Movie review: Taken 3

Taken-3-2015

It ends here? Let’s hope so.

 

I’m not sure which I feel worse about–that I’ve been away for so long, or that this is my return to the site.

I put some thoughts down on the original Taken in this post. I wrote about how it’s one of my favorite action flicks, and express some fears about the future of the franchise based on the preview for Taken 2.

Oh, boy. Have those fears been realized.

My contention in the above-linked piece (and related comments) was that they could have taken Liam Neeson’s character, Bryan Mills, from Taken and put him in situations beyond a cookie-cutter repeat of the first movie with extra sprinkles. There was the potential for some good stuff there.
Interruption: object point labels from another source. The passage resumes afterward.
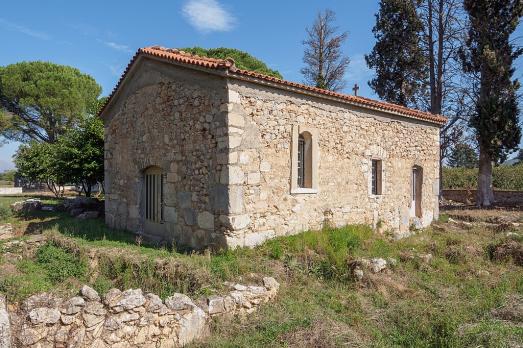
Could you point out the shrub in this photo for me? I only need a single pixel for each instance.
(503, 178)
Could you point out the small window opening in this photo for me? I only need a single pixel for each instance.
(376, 177)
(154, 195)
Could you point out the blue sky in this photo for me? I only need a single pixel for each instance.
(100, 37)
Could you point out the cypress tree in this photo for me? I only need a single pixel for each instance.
(490, 55)
(397, 56)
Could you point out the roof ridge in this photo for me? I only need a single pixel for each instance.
(228, 64)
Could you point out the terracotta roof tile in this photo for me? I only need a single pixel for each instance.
(227, 65)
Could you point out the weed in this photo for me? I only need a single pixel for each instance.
(60, 264)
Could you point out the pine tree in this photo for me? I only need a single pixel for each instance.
(397, 56)
(325, 64)
(490, 55)
(463, 156)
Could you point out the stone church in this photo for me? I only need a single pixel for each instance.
(205, 155)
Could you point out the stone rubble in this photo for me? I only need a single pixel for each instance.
(127, 318)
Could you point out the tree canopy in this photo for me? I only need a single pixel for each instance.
(243, 60)
(41, 100)
(397, 56)
(76, 157)
(325, 65)
(489, 55)
(464, 156)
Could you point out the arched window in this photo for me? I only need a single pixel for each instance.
(416, 191)
(153, 182)
(304, 158)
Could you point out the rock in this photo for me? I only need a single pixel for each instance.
(6, 231)
(41, 300)
(76, 211)
(270, 283)
(112, 297)
(377, 265)
(5, 327)
(95, 308)
(31, 335)
(27, 206)
(392, 261)
(179, 302)
(358, 273)
(426, 258)
(215, 305)
(92, 319)
(131, 299)
(153, 303)
(193, 325)
(44, 315)
(88, 215)
(73, 306)
(89, 293)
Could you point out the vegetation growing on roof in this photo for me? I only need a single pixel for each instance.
(242, 60)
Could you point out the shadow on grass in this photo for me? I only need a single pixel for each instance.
(91, 230)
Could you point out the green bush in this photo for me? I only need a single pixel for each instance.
(503, 178)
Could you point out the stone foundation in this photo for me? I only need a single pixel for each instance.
(122, 319)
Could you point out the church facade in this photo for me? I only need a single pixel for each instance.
(205, 155)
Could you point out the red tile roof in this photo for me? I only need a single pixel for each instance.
(228, 67)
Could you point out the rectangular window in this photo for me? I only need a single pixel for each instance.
(376, 177)
(301, 162)
(154, 197)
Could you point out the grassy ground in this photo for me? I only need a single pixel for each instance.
(466, 295)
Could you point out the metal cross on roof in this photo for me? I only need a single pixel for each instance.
(356, 89)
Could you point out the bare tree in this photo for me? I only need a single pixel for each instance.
(448, 89)
(325, 63)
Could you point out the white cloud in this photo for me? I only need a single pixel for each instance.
(117, 46)
(208, 15)
(116, 69)
(24, 30)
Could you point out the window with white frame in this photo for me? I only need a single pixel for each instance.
(376, 177)
(304, 177)
(153, 181)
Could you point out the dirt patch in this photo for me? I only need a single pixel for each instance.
(507, 250)
(492, 216)
(322, 334)
(511, 311)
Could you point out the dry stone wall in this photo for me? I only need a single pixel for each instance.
(349, 138)
(123, 319)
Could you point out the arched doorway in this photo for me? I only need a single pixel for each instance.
(416, 191)
(153, 200)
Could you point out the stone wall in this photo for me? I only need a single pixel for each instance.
(348, 138)
(123, 319)
(510, 198)
(171, 118)
(5, 191)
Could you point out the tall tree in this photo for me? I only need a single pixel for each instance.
(490, 55)
(41, 100)
(397, 56)
(325, 65)
(447, 89)
(463, 155)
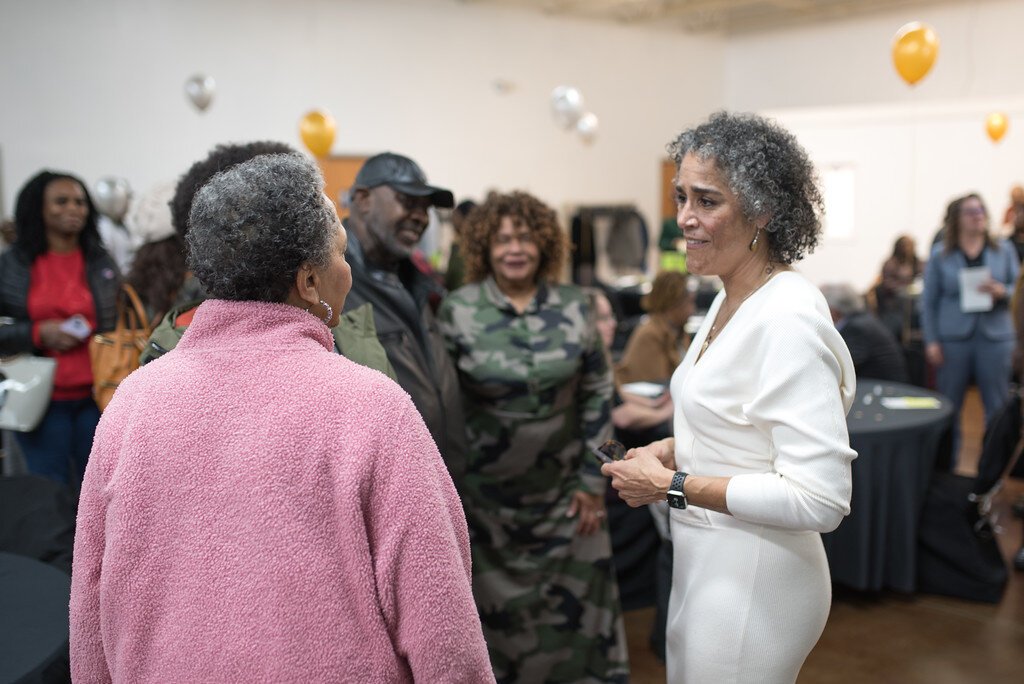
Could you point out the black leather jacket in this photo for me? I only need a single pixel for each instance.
(15, 267)
(408, 330)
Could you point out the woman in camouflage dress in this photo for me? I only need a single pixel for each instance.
(536, 387)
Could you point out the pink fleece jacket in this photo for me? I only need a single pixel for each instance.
(260, 509)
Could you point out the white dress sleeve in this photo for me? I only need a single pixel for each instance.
(804, 385)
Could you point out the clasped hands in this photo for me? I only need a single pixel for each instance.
(645, 474)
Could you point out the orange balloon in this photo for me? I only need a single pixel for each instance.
(316, 129)
(914, 49)
(995, 125)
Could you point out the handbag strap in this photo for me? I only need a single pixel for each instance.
(133, 316)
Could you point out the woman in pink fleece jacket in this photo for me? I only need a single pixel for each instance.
(256, 507)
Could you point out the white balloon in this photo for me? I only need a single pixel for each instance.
(566, 104)
(587, 127)
(200, 89)
(111, 197)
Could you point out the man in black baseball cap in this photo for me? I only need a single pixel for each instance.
(389, 206)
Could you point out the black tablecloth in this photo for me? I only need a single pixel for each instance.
(33, 616)
(876, 546)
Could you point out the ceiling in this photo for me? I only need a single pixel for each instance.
(713, 15)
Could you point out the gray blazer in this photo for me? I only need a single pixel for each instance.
(941, 318)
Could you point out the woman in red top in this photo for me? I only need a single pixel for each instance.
(57, 286)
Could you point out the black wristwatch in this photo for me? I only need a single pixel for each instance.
(677, 498)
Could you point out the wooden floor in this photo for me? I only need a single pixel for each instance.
(905, 639)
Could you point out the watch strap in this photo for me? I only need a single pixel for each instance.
(677, 495)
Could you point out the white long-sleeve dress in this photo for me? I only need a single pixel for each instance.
(766, 405)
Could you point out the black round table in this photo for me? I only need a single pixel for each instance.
(34, 600)
(876, 547)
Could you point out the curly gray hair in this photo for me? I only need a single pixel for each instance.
(252, 225)
(769, 172)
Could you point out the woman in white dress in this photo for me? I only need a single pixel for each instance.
(760, 462)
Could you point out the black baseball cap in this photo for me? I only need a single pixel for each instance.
(402, 174)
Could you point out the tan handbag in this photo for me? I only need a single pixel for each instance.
(115, 354)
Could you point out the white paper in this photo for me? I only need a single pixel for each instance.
(648, 389)
(973, 299)
(910, 402)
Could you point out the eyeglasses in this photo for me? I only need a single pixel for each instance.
(610, 452)
(411, 203)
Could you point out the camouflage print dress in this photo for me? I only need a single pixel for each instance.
(536, 388)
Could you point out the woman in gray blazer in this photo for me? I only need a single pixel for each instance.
(962, 343)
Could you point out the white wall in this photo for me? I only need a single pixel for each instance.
(908, 163)
(912, 148)
(96, 87)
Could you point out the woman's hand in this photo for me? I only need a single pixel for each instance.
(663, 450)
(53, 338)
(642, 477)
(590, 508)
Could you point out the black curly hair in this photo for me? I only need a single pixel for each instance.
(158, 272)
(29, 216)
(220, 158)
(770, 173)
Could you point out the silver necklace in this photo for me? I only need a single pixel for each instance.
(713, 333)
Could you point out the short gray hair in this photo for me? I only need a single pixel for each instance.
(770, 173)
(253, 225)
(843, 298)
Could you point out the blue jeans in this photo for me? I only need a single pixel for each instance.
(58, 447)
(987, 362)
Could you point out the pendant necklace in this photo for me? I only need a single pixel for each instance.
(769, 271)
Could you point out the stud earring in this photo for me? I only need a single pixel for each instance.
(330, 313)
(754, 244)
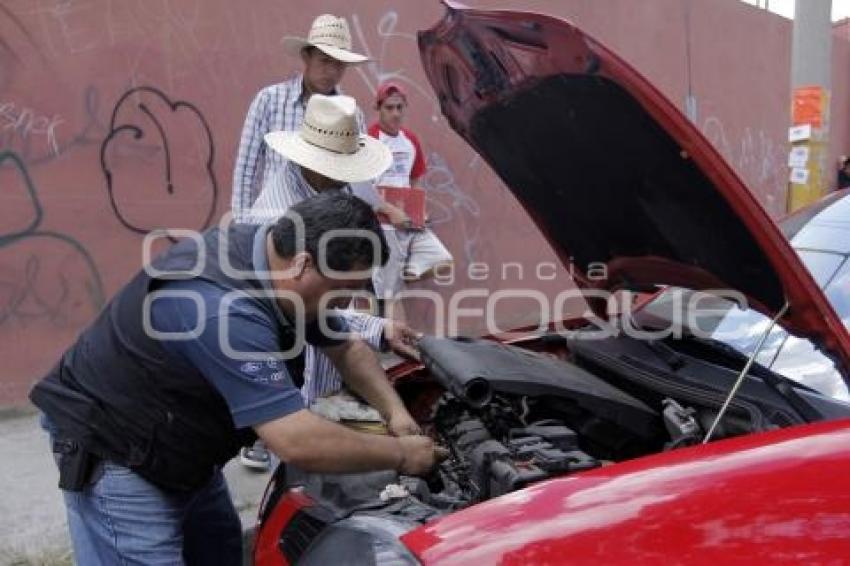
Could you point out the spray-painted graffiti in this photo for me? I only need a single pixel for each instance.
(756, 157)
(150, 186)
(44, 274)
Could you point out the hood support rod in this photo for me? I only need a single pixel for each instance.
(744, 371)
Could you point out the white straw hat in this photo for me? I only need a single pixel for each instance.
(329, 34)
(329, 142)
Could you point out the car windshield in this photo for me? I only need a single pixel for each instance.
(796, 358)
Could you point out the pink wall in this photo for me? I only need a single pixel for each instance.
(65, 68)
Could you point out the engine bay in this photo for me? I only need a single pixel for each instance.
(511, 416)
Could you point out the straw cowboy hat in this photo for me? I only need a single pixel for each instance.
(329, 142)
(330, 35)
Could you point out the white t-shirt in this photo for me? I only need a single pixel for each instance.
(408, 160)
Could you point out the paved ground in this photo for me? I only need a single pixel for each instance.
(32, 517)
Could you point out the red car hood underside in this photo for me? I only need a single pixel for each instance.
(778, 497)
(610, 170)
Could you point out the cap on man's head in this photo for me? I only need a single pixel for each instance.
(388, 89)
(330, 35)
(330, 143)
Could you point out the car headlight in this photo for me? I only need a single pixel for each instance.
(360, 541)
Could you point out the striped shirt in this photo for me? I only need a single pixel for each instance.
(287, 188)
(278, 107)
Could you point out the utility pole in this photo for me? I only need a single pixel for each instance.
(811, 80)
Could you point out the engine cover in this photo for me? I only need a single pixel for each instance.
(473, 370)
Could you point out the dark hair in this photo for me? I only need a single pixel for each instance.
(332, 210)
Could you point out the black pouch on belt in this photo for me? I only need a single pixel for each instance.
(76, 464)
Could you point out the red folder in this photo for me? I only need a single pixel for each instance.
(411, 201)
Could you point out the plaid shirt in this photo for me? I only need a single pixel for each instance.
(278, 107)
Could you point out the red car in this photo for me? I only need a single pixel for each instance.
(698, 427)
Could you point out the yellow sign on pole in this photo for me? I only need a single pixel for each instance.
(809, 176)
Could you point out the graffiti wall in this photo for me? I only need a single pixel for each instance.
(121, 116)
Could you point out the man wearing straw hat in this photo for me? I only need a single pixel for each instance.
(328, 153)
(326, 53)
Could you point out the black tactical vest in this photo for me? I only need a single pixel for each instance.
(120, 395)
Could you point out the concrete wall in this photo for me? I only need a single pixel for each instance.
(122, 116)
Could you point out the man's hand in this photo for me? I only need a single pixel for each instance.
(419, 455)
(402, 339)
(401, 423)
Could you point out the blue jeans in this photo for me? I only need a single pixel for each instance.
(123, 519)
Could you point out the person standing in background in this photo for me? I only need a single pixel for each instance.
(326, 53)
(415, 251)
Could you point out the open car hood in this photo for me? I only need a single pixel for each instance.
(610, 170)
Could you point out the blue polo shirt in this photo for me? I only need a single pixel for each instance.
(256, 391)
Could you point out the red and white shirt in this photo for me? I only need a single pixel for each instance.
(408, 159)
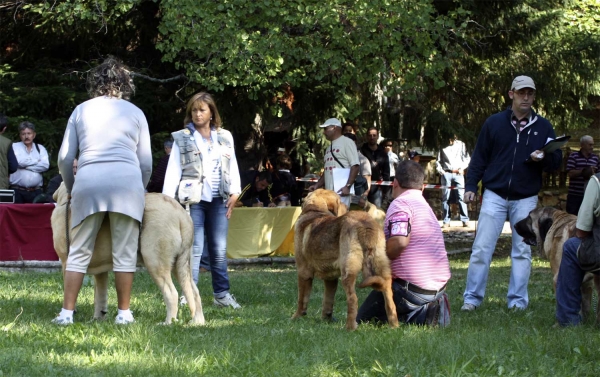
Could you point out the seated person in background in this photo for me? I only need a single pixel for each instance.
(415, 246)
(158, 174)
(53, 185)
(571, 273)
(283, 190)
(255, 189)
(33, 161)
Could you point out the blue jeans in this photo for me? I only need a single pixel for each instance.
(411, 307)
(568, 285)
(491, 220)
(209, 218)
(459, 180)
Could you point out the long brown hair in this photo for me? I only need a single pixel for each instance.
(207, 99)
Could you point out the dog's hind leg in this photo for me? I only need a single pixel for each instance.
(304, 290)
(597, 285)
(390, 306)
(328, 299)
(587, 292)
(162, 278)
(190, 291)
(100, 295)
(349, 284)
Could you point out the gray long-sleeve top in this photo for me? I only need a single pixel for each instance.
(115, 158)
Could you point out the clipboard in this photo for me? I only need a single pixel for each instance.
(552, 145)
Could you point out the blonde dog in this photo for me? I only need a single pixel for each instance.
(165, 245)
(331, 242)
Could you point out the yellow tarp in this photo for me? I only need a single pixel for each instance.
(255, 232)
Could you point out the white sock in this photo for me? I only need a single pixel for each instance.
(64, 313)
(125, 313)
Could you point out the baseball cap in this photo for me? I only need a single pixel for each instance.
(521, 82)
(413, 154)
(332, 122)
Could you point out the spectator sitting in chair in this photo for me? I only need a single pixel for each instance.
(33, 161)
(255, 189)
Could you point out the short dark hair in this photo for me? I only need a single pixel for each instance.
(111, 78)
(3, 121)
(25, 125)
(265, 175)
(373, 128)
(410, 175)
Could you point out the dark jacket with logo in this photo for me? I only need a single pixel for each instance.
(499, 159)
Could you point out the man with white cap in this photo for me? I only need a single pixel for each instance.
(509, 162)
(341, 154)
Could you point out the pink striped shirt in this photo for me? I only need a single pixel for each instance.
(424, 262)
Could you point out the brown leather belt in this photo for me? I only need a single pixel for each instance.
(416, 289)
(14, 187)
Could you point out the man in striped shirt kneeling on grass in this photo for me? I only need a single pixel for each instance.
(415, 246)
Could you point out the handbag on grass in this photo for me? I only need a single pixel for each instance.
(189, 191)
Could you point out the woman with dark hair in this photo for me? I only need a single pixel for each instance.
(111, 137)
(203, 172)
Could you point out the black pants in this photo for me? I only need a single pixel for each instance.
(411, 307)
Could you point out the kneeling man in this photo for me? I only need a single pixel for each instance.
(571, 272)
(415, 246)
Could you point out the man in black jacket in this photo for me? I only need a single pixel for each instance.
(380, 166)
(508, 160)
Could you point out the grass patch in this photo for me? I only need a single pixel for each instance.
(261, 340)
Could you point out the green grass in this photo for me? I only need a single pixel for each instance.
(261, 340)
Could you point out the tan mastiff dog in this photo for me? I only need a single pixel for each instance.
(549, 228)
(165, 245)
(331, 243)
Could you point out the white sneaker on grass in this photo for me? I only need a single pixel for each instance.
(227, 300)
(468, 308)
(63, 321)
(124, 320)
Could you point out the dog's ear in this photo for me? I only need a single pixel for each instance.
(544, 226)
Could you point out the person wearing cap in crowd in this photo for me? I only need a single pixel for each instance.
(8, 160)
(33, 161)
(341, 153)
(380, 166)
(392, 157)
(414, 156)
(451, 164)
(509, 162)
(158, 175)
(581, 166)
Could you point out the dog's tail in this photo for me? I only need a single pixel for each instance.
(376, 267)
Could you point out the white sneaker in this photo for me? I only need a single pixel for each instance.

But that’s not what they did. Taken 2 was the same movie as Taken, only with bigger explosions (sprinkles!) and a large dose of ridiculousness.

As much as I didn’t like it, one thing Taken 2 was not was boring. Alas, that’s not the case with Taken 3, which should kill this once-promising franchise for good.

What’s wrong with Taken 3? Everything. The camerawork in the action scenes is so awful that the friend I was watching it with said that they should have called it Shaken. I’m not sure the human eye can tell what is supposed to be going on in some of those scenes. There are key plot points that make no sense at all, even by the lax standards of action movie sequels. And it is boring. I never became remotely invested in any of the characters, any of the action, any of the anything.

And if you can’t figure out who the villain is in this “mystery” about ten minutes into this disaster, it’s not because you’re not bright, it’s because you’ve already fallen asleep.

About a year ago I saw a Taken ripoff called Stolen. At the time, I made the joke that Stolen starred Nicolas Cage as Liam Neeson and S, T, O, and L as the letters T, A, and K.

How bad is Taken 3? Stolen is better.